Jetstress 2010 and Background Database Maintenance

Last week a colleague from the MCM Exchange 2010 community asked some questions about disabling Exchange Server 2010 Background Database Maintenance.  Essentially they wanted to know if they disabled  the checkbox for BDM, what would happen on the passive database copies?

2011-06-06_1005

A response came back fairly quickly from Matt Gossage explaining that although the checkbox would disable 24 x 7 ESE scanning on the active database copies, it would not have any impact on the passive copies.  Essentially BDM is a hard coded process for all passive database copies, regardless of how the active copy is configured.

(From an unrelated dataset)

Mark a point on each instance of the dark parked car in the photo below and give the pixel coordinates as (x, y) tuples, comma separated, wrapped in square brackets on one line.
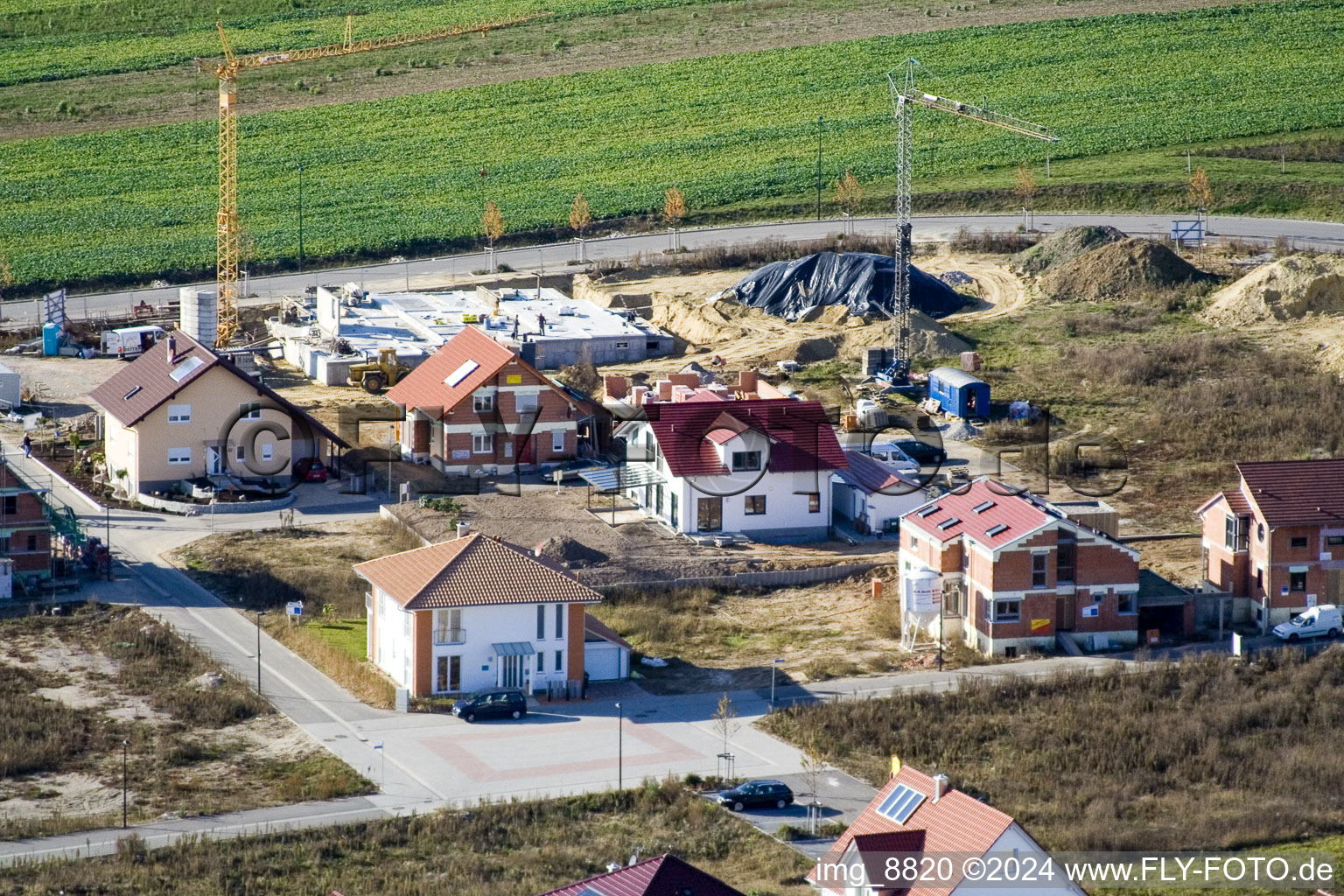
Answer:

This started us thinking about a potential problem with Jetstress testing.  Jetstress has no real concept of a passive database copy, when you configure the number of copies in Jetstress we use that value to simulate the required read I/O that would be necessary in production, but we do not actually copy any data over the wire.  As a by-product of this Jetstress treats all configured databases as if they were active copies.  This is also why we recommend that when you are configuring your test that you account for all database copy types on each server, both active and passive (and lagged!).

…a quick example…

The following layout is a 4 node Database Availability Group, with 24 Databases and 2 copies.  It suggests that we require 6 active databases and 6 passive databases on each Mailbox Role server.  This means that each server will have 12 LUN’s and our Jetstress test will need to be configured as if it had 12 active databases.

DAG Example - SCalc

…where's the problem?

So… imagine the scenario where the storage fails the Jetstress test.  You have configured your test to have 12 databases of appropriate size but when you investigate the reason behind the failure, you discover that the storage system is unable to meet the throughput requirements for Background Database Maintenance (5MB/s per DB copy).  BDM IO is entirely sequential and usually the disk spindles are able to cope with this without problem, however in some circumstances the disk controller or interfaces can become the bottleneck for throughput in medium to large scale deployments.  Obviously in this simple example our BDM requirements are quite low (12 x 5MB/sec = 60MB/sec), but imagine this in a larger deployment with many more database copies per server.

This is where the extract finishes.